Developing Evidence-based Health Care in the United Kingdom—J. A. Muir Gray, M.D.
The effort to produce evidence-based policy in the U.K. grew out of the concern that research studies, once published, quickly become outdated. To develop better evidence-based policy, systematic reviews must be used to filter out useless information and retain relevant facts, combining data when possible. The World Wide Web offers a viable solution to the problems of traditional dissemination by allowing physicians to quickly locate necessary information. For example, the Consumer Health Information Project (CHIP), a collaborative effort to put up the best and most accurate health information on the Web, represents one of the many new efforts to manage health knowledge. Ultimately, organizations must adapt their culture to encourage use and comfort with evidence-based practice, and individuals must develop skills in searching, appraising, and storing evidence.

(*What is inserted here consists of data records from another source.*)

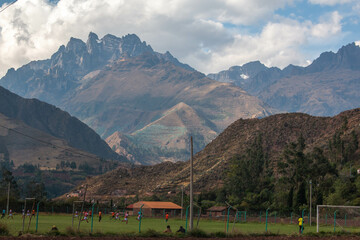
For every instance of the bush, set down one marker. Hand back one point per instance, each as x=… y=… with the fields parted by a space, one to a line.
x=70 y=231
x=4 y=230
x=218 y=235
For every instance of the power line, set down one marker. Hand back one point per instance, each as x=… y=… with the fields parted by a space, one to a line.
x=50 y=144
x=8 y=6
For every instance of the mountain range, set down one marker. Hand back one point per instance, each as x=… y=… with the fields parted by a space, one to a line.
x=326 y=87
x=145 y=103
x=41 y=143
x=211 y=165
x=52 y=121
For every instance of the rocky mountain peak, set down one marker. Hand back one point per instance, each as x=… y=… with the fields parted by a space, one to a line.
x=348 y=57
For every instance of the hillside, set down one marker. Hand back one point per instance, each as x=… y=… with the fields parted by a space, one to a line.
x=121 y=85
x=55 y=122
x=326 y=87
x=278 y=132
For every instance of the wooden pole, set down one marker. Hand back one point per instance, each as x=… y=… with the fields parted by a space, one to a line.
x=82 y=208
x=191 y=185
x=182 y=200
x=7 y=203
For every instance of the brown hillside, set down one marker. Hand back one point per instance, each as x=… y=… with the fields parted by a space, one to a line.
x=210 y=164
x=40 y=149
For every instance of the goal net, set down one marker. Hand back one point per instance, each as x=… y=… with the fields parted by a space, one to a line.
x=331 y=218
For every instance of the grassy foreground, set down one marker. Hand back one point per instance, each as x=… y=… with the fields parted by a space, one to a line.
x=64 y=221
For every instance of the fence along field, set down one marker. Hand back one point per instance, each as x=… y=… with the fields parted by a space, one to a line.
x=235 y=223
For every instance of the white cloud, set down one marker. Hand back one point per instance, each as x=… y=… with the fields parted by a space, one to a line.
x=330 y=2
x=192 y=31
x=278 y=44
x=328 y=27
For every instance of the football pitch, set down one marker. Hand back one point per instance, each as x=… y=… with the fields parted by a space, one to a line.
x=107 y=226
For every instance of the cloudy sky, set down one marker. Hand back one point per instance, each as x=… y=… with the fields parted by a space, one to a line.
x=210 y=35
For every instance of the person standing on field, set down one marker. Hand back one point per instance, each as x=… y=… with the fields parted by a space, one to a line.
x=301 y=221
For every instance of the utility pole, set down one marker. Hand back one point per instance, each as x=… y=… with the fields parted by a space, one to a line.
x=7 y=203
x=191 y=185
x=182 y=200
x=310 y=199
x=82 y=207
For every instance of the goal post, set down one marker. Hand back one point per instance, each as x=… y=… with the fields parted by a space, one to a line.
x=345 y=214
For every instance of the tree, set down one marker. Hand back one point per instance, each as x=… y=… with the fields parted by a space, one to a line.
x=301 y=195
x=6 y=178
x=290 y=198
x=35 y=190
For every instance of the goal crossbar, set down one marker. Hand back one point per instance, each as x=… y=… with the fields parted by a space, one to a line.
x=330 y=206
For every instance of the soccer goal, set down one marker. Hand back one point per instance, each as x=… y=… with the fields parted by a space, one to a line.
x=337 y=217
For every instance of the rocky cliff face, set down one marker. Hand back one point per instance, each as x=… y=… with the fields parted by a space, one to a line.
x=326 y=87
x=121 y=85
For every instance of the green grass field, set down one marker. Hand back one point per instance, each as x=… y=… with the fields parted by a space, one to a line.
x=64 y=221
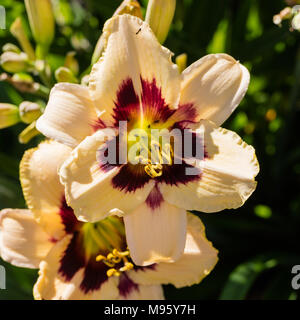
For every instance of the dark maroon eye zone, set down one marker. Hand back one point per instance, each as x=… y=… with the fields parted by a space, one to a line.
x=152 y=106
x=68 y=217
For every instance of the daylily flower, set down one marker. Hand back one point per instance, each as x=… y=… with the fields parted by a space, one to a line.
x=86 y=260
x=136 y=81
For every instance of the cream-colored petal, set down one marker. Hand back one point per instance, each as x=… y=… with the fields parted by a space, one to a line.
x=228 y=174
x=198 y=260
x=69 y=115
x=42 y=189
x=52 y=286
x=145 y=293
x=155 y=235
x=132 y=51
x=23 y=242
x=89 y=190
x=216 y=84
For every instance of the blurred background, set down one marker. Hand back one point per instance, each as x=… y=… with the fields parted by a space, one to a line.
x=258 y=243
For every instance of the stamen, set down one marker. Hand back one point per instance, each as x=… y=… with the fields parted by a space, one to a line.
x=113 y=272
x=113 y=258
x=155 y=169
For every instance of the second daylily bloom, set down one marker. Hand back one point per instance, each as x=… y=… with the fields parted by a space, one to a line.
x=86 y=260
x=135 y=81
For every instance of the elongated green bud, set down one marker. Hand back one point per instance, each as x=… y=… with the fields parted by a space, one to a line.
x=42 y=24
x=159 y=15
x=181 y=61
x=71 y=62
x=130 y=7
x=9 y=115
x=14 y=62
x=9 y=47
x=127 y=6
x=18 y=32
x=29 y=111
x=64 y=74
x=28 y=133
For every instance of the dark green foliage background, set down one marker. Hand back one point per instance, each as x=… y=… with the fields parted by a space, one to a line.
x=258 y=243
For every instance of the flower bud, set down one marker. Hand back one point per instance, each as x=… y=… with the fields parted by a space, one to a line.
x=64 y=74
x=9 y=115
x=28 y=133
x=42 y=24
x=159 y=16
x=181 y=61
x=131 y=7
x=14 y=62
x=71 y=63
x=29 y=111
x=9 y=47
x=296 y=22
x=18 y=32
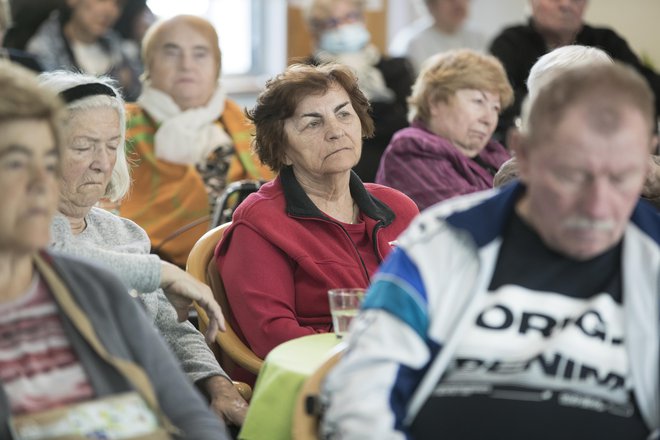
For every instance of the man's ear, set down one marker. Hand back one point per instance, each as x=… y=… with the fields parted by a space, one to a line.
x=518 y=143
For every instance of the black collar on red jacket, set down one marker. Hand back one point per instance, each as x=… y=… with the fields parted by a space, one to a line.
x=299 y=204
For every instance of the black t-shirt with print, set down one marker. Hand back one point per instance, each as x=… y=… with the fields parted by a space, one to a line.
x=545 y=356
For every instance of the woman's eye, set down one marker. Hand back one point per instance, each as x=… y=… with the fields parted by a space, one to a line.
x=13 y=164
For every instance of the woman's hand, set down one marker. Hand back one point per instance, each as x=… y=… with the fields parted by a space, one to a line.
x=182 y=289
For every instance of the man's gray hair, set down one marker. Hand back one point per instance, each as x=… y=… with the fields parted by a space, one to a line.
x=561 y=59
x=553 y=64
x=59 y=81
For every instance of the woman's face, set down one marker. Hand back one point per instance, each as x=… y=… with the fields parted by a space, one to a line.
x=95 y=17
x=92 y=138
x=183 y=66
x=28 y=177
x=324 y=135
x=468 y=120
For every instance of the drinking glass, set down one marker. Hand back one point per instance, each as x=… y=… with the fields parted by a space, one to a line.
x=344 y=306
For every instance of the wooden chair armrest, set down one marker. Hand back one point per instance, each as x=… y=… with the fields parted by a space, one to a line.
x=243 y=389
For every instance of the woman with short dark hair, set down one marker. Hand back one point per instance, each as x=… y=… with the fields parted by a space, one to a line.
x=316 y=226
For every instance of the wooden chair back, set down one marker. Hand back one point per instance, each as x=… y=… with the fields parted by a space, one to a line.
x=230 y=349
x=308 y=410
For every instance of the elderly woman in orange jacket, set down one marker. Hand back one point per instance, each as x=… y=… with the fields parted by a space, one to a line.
x=188 y=139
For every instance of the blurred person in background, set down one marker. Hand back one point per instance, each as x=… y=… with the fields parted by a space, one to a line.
x=74 y=343
x=79 y=36
x=340 y=35
x=316 y=226
x=132 y=24
x=552 y=24
x=444 y=29
x=17 y=56
x=187 y=140
x=94 y=166
x=448 y=150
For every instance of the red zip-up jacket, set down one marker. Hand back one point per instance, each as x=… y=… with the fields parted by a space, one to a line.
x=282 y=254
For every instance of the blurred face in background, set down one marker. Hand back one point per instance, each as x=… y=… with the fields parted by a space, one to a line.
x=343 y=30
x=449 y=15
x=28 y=176
x=561 y=17
x=467 y=120
x=92 y=18
x=184 y=67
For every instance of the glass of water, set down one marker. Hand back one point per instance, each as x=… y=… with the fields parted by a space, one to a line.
x=344 y=306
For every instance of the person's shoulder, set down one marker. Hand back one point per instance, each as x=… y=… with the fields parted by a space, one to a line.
x=232 y=106
x=397 y=68
x=400 y=203
x=513 y=33
x=83 y=274
x=263 y=204
x=115 y=224
x=647 y=218
x=598 y=35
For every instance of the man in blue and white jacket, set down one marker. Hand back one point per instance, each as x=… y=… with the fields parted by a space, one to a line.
x=530 y=312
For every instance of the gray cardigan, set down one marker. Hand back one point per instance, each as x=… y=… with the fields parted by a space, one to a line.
x=125 y=332
x=123 y=247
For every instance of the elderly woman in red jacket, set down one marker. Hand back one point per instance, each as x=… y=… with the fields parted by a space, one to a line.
x=316 y=226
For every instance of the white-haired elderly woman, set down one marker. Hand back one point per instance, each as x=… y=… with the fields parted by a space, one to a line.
x=94 y=166
x=187 y=138
x=75 y=346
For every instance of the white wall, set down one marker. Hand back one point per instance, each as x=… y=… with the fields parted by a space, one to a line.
x=635 y=20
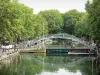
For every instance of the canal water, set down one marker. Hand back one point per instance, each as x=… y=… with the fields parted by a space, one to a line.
x=58 y=64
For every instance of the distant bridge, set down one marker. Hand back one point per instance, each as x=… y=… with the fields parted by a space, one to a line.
x=63 y=36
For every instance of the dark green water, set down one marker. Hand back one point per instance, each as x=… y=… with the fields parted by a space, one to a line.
x=30 y=64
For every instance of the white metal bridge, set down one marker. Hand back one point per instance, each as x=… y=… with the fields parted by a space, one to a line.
x=62 y=36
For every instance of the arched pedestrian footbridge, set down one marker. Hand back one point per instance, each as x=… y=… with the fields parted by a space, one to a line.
x=63 y=36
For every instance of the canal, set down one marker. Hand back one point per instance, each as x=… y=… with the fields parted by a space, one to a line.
x=51 y=64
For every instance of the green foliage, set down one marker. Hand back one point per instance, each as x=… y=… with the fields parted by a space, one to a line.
x=70 y=18
x=93 y=10
x=54 y=19
x=82 y=26
x=17 y=21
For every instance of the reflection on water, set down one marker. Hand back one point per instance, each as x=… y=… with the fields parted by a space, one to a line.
x=40 y=64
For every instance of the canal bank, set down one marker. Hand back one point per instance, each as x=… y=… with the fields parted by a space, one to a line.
x=8 y=54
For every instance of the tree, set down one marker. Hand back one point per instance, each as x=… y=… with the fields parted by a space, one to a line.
x=54 y=19
x=93 y=10
x=82 y=26
x=70 y=18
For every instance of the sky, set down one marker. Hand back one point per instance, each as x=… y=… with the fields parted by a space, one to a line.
x=61 y=5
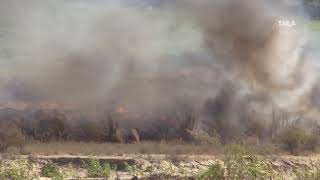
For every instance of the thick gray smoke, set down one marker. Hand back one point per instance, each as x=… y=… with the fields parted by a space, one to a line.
x=92 y=52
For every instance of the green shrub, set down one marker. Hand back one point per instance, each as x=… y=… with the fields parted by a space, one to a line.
x=214 y=172
x=13 y=174
x=134 y=170
x=52 y=171
x=95 y=169
x=243 y=164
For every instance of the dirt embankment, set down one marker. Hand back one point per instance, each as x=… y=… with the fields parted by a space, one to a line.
x=150 y=166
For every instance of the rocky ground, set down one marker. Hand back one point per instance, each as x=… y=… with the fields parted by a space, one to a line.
x=147 y=166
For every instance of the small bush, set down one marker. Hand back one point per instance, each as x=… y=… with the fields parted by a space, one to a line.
x=52 y=171
x=134 y=170
x=95 y=169
x=14 y=174
x=215 y=172
x=10 y=136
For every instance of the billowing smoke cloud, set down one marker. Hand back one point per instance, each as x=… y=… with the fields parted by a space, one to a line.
x=88 y=52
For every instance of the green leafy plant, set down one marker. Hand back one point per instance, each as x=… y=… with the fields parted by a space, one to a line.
x=51 y=170
x=13 y=174
x=214 y=172
x=134 y=170
x=95 y=169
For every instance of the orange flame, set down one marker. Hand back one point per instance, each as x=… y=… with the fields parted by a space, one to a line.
x=121 y=110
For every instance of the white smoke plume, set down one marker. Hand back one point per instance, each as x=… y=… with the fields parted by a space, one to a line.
x=88 y=52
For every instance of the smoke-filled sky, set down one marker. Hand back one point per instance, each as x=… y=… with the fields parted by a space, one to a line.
x=147 y=53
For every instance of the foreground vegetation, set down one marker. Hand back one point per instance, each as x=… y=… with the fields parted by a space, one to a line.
x=237 y=163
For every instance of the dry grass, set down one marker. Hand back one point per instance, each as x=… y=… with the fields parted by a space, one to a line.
x=168 y=148
x=82 y=148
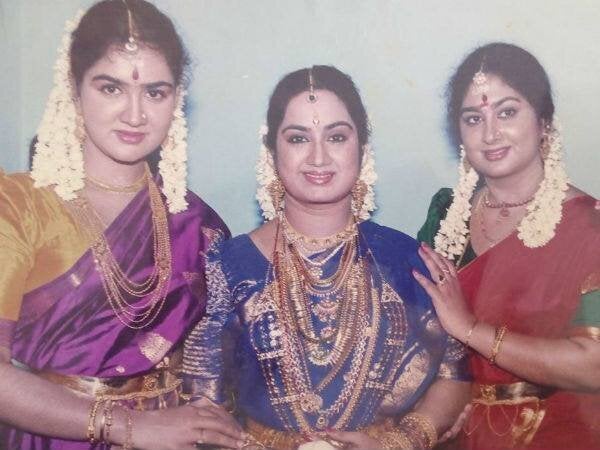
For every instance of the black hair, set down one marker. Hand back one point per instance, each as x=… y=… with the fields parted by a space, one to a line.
x=324 y=77
x=106 y=24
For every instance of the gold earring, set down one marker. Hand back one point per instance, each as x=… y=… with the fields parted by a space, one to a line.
x=359 y=192
x=277 y=192
x=79 y=129
x=463 y=158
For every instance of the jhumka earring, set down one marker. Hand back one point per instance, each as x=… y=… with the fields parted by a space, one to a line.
x=463 y=158
x=359 y=192
x=545 y=142
x=277 y=192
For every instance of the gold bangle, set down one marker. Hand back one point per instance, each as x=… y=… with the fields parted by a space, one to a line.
x=470 y=332
x=499 y=336
x=421 y=423
x=106 y=421
x=394 y=440
x=128 y=445
x=91 y=431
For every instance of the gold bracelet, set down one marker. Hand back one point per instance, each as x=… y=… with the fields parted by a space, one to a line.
x=421 y=424
x=106 y=421
x=128 y=445
x=470 y=332
x=91 y=434
x=394 y=440
x=499 y=336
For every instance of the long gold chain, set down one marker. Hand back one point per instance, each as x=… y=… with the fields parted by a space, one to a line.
x=114 y=280
x=136 y=186
x=357 y=338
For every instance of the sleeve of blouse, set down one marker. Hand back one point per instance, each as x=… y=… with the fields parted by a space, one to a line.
x=438 y=208
x=16 y=253
x=203 y=352
x=587 y=319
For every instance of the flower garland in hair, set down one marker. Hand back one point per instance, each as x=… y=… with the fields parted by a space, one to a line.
x=544 y=213
x=58 y=157
x=173 y=159
x=266 y=174
x=451 y=238
x=368 y=175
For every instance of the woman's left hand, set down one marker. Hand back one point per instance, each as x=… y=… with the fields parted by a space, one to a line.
x=355 y=440
x=445 y=293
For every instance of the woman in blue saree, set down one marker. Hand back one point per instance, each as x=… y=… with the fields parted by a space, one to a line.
x=329 y=339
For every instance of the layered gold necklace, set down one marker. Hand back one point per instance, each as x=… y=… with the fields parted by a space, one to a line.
x=350 y=307
x=117 y=285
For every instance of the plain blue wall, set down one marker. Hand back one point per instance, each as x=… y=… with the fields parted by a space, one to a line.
x=400 y=53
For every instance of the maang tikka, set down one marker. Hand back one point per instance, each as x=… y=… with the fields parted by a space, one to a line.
x=131 y=46
x=481 y=83
x=312 y=97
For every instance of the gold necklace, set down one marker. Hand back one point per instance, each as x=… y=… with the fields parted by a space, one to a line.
x=114 y=280
x=503 y=206
x=311 y=243
x=130 y=188
x=359 y=341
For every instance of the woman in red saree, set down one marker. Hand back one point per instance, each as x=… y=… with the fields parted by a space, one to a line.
x=521 y=285
x=102 y=262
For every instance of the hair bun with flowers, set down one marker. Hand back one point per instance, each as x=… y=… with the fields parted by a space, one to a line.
x=266 y=174
x=58 y=157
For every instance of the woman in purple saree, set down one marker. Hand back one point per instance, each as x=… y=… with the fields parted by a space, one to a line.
x=103 y=261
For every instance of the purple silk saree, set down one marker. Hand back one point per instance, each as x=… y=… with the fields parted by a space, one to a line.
x=68 y=326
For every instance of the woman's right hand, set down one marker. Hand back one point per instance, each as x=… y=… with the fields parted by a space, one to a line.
x=183 y=427
x=458 y=425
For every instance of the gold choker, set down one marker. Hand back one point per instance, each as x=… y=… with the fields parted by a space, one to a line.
x=127 y=189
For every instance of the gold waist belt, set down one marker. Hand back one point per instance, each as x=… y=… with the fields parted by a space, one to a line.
x=153 y=384
x=519 y=427
x=271 y=438
x=514 y=393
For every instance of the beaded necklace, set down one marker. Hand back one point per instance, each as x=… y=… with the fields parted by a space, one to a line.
x=114 y=280
x=286 y=341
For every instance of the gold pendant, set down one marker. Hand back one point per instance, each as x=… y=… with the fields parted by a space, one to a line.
x=310 y=402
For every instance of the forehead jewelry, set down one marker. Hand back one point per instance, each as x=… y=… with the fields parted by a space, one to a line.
x=312 y=97
x=131 y=46
x=481 y=84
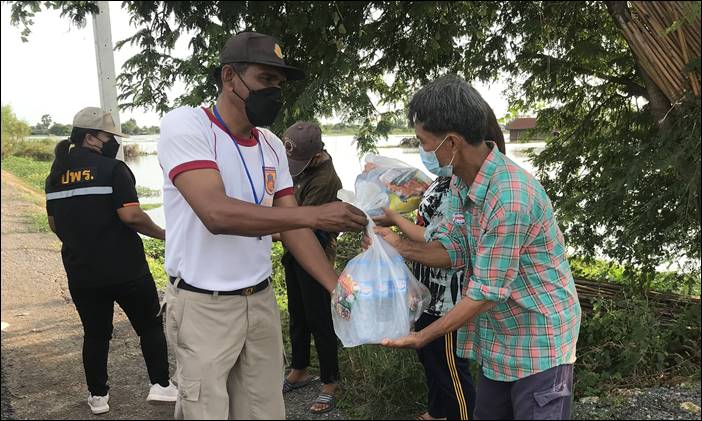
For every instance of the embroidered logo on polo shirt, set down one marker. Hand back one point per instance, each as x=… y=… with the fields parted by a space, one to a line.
x=270 y=175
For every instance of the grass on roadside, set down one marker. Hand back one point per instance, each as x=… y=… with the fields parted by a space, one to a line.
x=29 y=170
x=39 y=222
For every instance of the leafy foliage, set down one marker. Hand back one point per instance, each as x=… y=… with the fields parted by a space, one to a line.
x=621 y=185
x=14 y=130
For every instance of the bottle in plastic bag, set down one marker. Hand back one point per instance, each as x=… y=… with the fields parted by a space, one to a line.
x=399 y=186
x=377 y=296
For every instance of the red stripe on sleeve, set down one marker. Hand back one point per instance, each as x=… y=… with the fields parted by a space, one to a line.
x=192 y=165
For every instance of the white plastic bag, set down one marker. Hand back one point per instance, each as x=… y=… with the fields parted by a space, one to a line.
x=377 y=296
x=400 y=185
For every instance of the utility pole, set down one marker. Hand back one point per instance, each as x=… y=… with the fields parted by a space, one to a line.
x=104 y=54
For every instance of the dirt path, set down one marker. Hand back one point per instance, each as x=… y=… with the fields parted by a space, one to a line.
x=42 y=371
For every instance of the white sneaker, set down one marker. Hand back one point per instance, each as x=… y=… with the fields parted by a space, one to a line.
x=158 y=393
x=98 y=404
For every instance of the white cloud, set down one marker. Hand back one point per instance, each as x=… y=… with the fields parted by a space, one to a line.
x=55 y=72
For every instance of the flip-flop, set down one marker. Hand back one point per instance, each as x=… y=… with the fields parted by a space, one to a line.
x=288 y=386
x=324 y=399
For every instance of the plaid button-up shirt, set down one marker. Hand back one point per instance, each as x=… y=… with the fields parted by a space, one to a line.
x=503 y=231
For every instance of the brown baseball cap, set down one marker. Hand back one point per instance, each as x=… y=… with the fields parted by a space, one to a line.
x=97 y=119
x=252 y=47
x=303 y=140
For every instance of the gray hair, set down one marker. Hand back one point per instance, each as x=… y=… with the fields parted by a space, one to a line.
x=450 y=104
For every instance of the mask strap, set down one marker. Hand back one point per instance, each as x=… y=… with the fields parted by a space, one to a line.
x=242 y=81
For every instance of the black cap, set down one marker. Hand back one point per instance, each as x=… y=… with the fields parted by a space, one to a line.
x=303 y=140
x=252 y=47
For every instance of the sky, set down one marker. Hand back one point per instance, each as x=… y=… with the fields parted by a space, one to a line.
x=55 y=71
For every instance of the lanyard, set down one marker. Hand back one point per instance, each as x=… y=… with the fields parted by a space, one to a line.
x=243 y=161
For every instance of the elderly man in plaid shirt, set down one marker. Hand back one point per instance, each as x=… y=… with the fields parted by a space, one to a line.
x=519 y=317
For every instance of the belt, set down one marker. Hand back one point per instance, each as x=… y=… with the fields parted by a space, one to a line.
x=244 y=291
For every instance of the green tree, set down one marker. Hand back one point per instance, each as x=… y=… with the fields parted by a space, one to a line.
x=621 y=184
x=13 y=130
x=43 y=126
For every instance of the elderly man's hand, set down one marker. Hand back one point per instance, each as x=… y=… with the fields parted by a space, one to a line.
x=389 y=236
x=339 y=217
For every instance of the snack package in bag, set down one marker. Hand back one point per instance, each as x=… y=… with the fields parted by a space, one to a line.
x=377 y=296
x=402 y=184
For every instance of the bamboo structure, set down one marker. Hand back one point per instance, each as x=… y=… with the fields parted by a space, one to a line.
x=666 y=306
x=665 y=36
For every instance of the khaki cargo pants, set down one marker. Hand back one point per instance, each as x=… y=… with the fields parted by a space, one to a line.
x=229 y=353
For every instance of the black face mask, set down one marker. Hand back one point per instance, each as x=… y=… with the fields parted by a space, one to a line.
x=262 y=106
x=110 y=148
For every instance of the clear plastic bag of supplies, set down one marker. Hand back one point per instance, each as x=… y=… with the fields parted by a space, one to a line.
x=399 y=185
x=377 y=296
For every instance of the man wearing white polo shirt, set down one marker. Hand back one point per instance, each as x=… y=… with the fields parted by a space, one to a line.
x=227 y=188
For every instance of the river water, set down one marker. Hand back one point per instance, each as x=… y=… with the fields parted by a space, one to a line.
x=341 y=148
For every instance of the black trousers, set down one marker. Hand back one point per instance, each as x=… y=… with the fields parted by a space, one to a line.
x=451 y=390
x=309 y=306
x=139 y=301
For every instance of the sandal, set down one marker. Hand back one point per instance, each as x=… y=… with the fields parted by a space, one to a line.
x=324 y=399
x=426 y=416
x=288 y=386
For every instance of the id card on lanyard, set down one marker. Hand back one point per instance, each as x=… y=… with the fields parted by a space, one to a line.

Logic Methodology of Clinical Practice Guidelines—Carmi Margolis, M.D., M.A.
The algorithm, the logic structure of clinical practice guidelines, is a step-by-step approach for solving a problem. Decision points in guidelines are grounded in rationale based on scientific evidence. However, some guideline decisions do not rely solely on scientific evidence, and require expert opinion to fill in the gaps. Nonetheless, algorithms have been shown to yield highly accurate rates of diagnoses by technicians. They can serve as tools for comparing differences between competing guidelines or they can assess a guideline's reproducibility.